Shumai (Meta)
What is Shumai (Meta)?
Shumai, created by facebookresearch, is a fast and efficient differentiable tensor library for JavaScript and TypeScript. Leveraging Bun + Flashlight, Shumai is ideal for both software engineers and researchers.
Features
- High-Performance Computing: Utilizes Bun + Flashlight for optimized tensor operations, providing speed and efficiency on par with native solutions.
- Cross-Platform Support: Works seamlessly on MacOS and Linux, with experimental support for Windows via Docker + WSL2.
- Fast Differentiation: Supports automatic differentiation, enabling the quick creation and training of machine learning models.
- Easy Integration: Native typed arrays and JIT compiler make data manipulation simple and efficient, enhancing application development.
- Active Development: Open-source and MIT licensed, with an ongoing commitment to improvements and community contributions.
Use Cases:
- Machine Learning Model Training: Train small to medium-sized machine learning models with fast FFI bindings and expressive syntax.

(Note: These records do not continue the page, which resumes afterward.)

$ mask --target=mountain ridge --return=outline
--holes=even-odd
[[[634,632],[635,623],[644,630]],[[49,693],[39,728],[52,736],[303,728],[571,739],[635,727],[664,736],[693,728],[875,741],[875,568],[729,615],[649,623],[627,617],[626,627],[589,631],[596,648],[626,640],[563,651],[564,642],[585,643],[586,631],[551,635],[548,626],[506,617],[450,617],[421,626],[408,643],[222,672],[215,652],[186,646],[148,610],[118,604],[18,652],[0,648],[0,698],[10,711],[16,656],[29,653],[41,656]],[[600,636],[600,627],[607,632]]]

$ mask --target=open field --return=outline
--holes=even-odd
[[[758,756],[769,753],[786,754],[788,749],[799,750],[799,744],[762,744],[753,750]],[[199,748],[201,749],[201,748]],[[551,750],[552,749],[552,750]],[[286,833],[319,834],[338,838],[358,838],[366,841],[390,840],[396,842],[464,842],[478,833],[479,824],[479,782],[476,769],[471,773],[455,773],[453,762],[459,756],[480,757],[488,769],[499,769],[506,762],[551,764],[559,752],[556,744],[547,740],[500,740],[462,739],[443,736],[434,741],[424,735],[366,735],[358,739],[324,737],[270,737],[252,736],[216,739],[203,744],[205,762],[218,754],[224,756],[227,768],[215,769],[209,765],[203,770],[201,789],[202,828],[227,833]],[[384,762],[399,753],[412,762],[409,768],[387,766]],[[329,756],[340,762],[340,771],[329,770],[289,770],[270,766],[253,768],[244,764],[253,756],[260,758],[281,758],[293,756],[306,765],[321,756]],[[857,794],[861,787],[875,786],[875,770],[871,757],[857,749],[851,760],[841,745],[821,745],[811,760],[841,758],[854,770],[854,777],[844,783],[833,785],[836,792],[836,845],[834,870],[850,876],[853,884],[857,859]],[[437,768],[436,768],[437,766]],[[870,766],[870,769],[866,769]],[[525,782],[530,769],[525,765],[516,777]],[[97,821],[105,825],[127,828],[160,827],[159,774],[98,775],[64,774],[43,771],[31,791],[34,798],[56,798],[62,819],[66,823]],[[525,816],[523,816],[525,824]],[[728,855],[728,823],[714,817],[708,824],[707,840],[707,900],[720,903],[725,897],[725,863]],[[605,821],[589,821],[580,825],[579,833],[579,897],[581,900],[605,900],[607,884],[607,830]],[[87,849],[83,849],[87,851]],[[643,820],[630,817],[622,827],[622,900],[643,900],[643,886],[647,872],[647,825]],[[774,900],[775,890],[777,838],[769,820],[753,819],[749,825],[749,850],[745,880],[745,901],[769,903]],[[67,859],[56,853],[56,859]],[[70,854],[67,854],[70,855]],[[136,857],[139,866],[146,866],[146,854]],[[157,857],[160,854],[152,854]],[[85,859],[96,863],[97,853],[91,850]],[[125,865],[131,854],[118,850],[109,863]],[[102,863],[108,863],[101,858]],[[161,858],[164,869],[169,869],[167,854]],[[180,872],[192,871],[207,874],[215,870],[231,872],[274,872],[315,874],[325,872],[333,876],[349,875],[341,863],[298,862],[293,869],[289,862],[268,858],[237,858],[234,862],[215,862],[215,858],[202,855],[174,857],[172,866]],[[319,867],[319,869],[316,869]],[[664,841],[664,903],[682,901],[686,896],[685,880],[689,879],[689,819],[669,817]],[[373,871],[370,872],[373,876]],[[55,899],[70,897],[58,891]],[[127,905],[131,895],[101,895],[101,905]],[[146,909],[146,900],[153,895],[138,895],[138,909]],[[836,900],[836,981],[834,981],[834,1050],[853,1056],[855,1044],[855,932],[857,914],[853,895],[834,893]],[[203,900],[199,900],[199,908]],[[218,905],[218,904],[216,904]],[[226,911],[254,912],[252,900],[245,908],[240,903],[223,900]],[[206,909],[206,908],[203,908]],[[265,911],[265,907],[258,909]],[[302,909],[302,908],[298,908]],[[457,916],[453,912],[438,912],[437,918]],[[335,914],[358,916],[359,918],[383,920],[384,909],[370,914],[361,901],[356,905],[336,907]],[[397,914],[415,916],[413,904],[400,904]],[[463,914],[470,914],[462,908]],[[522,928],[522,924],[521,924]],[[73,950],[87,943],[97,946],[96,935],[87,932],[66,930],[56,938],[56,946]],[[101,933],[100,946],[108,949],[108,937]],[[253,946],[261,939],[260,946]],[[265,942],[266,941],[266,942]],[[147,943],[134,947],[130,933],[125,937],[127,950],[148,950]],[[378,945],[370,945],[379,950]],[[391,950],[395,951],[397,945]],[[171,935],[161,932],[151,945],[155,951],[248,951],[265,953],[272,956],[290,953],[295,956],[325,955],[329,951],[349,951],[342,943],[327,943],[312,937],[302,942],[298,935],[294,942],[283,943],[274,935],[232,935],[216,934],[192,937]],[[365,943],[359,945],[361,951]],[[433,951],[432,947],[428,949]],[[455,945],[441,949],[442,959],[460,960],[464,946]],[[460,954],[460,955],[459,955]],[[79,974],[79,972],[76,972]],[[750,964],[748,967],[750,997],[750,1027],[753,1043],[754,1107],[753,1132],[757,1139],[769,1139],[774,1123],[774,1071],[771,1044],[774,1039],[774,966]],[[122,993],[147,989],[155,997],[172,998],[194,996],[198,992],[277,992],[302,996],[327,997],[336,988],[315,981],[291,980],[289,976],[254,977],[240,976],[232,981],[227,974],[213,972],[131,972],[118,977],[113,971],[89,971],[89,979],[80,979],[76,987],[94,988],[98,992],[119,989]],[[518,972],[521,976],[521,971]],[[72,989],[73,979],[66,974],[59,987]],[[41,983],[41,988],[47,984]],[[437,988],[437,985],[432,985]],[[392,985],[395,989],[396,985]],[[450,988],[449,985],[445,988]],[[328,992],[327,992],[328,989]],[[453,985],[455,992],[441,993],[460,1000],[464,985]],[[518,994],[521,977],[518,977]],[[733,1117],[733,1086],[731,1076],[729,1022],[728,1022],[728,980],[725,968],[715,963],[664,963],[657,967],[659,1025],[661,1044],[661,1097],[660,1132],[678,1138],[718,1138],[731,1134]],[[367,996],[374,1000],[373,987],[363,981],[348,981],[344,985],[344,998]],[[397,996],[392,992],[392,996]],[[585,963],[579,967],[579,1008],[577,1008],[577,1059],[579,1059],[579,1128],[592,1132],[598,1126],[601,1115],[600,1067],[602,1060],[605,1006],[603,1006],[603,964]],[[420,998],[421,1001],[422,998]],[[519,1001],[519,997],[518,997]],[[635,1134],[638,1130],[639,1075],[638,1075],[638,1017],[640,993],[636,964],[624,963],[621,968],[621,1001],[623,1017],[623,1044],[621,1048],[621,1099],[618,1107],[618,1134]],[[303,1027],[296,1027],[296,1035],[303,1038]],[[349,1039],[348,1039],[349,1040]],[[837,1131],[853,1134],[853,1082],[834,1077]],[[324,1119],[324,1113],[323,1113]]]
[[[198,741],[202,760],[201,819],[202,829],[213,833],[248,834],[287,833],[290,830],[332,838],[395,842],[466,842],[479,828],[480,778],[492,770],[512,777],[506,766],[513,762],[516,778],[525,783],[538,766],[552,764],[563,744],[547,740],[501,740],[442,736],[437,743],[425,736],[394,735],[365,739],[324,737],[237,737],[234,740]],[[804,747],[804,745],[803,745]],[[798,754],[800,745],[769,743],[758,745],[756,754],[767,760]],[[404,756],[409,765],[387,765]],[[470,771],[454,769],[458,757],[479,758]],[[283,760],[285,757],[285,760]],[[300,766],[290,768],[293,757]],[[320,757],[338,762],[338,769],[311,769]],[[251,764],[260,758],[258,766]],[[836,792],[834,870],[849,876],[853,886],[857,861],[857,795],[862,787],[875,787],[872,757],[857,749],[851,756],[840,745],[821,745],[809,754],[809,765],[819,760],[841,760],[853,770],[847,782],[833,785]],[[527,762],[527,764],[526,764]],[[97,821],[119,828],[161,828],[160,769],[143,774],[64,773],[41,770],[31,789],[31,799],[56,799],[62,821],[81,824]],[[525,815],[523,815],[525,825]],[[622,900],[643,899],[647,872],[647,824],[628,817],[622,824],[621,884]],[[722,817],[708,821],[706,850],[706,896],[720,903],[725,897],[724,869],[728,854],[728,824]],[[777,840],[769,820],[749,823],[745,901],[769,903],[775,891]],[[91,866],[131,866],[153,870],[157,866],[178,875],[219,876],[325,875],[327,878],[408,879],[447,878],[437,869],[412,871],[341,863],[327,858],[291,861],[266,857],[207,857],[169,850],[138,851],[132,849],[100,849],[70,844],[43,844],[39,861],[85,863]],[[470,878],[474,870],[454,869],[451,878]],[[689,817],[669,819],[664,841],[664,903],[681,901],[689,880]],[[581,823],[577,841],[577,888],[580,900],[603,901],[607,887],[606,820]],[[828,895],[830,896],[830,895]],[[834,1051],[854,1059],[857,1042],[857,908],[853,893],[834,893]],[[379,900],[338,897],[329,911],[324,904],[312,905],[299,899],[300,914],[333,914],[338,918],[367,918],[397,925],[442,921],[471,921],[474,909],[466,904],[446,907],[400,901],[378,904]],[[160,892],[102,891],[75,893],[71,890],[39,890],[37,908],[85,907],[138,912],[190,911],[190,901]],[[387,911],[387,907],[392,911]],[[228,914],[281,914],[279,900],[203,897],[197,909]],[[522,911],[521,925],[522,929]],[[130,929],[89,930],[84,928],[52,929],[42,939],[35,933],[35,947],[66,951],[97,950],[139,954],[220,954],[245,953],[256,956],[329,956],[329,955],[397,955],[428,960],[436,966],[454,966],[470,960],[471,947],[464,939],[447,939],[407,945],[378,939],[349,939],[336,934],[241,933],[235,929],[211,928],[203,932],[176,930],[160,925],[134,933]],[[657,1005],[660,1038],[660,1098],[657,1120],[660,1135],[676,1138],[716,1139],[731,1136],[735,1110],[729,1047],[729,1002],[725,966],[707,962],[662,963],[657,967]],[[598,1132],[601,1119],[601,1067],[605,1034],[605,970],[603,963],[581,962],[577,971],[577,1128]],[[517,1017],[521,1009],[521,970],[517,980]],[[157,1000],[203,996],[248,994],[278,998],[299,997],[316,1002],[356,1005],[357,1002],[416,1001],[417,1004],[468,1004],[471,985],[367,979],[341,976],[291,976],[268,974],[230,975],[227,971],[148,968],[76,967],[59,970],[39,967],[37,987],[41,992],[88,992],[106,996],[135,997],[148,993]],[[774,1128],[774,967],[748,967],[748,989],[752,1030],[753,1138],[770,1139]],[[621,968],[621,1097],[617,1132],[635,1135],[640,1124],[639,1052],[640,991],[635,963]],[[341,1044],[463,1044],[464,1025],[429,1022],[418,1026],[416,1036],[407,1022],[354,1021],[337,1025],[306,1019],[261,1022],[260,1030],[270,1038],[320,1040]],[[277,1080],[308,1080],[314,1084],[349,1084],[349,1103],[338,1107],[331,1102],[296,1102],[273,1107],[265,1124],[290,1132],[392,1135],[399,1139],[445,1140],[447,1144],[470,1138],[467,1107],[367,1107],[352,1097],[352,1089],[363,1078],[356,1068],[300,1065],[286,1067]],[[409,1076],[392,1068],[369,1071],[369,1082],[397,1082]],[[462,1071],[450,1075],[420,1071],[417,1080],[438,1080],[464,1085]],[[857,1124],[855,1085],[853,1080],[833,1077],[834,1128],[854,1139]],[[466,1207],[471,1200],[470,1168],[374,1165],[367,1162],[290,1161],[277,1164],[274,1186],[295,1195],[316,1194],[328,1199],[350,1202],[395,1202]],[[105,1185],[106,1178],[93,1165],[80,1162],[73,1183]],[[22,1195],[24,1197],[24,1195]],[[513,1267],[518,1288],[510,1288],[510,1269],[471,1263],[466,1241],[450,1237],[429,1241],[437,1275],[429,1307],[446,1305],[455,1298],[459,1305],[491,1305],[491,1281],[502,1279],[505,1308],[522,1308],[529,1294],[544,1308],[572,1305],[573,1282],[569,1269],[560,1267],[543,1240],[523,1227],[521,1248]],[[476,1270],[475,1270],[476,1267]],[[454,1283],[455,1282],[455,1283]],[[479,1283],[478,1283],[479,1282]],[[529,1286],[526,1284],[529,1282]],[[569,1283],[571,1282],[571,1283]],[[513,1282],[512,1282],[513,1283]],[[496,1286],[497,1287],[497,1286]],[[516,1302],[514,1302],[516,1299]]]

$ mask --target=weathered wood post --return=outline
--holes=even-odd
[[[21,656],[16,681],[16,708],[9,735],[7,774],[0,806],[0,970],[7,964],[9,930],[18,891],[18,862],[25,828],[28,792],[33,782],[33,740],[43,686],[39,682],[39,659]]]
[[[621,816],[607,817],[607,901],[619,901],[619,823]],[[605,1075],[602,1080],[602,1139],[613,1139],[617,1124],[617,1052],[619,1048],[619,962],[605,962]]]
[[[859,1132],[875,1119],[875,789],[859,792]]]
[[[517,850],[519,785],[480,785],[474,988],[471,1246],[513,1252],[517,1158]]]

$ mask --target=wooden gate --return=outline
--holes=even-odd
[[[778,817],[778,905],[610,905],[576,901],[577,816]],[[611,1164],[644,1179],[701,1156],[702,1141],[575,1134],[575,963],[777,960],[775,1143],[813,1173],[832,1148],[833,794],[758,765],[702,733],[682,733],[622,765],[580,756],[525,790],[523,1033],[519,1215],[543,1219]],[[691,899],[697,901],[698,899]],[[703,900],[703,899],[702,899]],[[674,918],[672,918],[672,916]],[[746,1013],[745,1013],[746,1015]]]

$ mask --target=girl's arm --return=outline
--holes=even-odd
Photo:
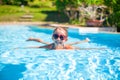
[[[44,42],[43,40],[37,39],[37,38],[29,38],[27,41],[37,41],[37,42],[40,42],[40,43],[43,43],[43,44],[49,44],[48,42]]]
[[[78,42],[73,42],[73,43],[70,43],[69,45],[81,44],[81,43],[85,43],[85,42],[89,42],[89,41],[90,41],[90,39],[86,38],[85,40],[78,41]]]

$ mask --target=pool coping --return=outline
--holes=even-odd
[[[79,28],[79,32],[81,33],[96,33],[96,32],[107,32],[107,33],[117,33],[117,29],[115,27],[82,27],[78,25],[70,25],[70,24],[62,24],[62,23],[53,23],[53,22],[0,22],[0,25],[37,25],[44,27],[68,27],[68,28]]]

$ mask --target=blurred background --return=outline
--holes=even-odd
[[[0,0],[0,22],[53,22],[120,28],[119,0]]]

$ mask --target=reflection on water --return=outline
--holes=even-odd
[[[31,30],[27,26],[0,27],[0,80],[120,80],[120,48],[108,43],[105,45],[105,42],[102,43],[99,39],[95,41],[95,36],[86,34],[85,37],[89,36],[92,41],[76,46],[106,49],[13,49],[43,45],[25,41],[31,36],[52,42],[51,34],[41,28],[37,29],[39,30],[35,32],[36,29]],[[68,42],[80,38],[71,36],[72,34]]]

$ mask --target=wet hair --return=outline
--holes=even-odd
[[[57,29],[63,29],[65,31],[66,36],[68,36],[68,31],[66,27],[57,27],[54,29],[53,33],[57,30]]]

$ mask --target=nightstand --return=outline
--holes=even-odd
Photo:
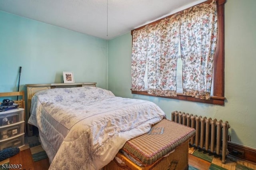
[[[0,150],[24,145],[24,109],[0,112]]]

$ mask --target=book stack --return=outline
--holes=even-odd
[[[18,104],[16,103],[13,103],[12,105],[10,105],[9,106],[0,105],[0,111],[6,111],[9,110],[17,109],[18,105],[19,105]]]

- Data Preparation: Manipulate data effortlessly in JavaScript, preparing it for complex computations and training.
- Scientific Research: Conduct research with powerful tensor computations, leveraged efficiently on both CPU and GPU architectures.
- Application Development: Build applications with robust numerical computations backed by Shumai's high performance tensor operations.
Shumai stands out as a premier choice for developers and researchers needing a robust and performant differentiable tensor library in the JavaScript ecosystem, enhanced by the power of Bun + Flashlight.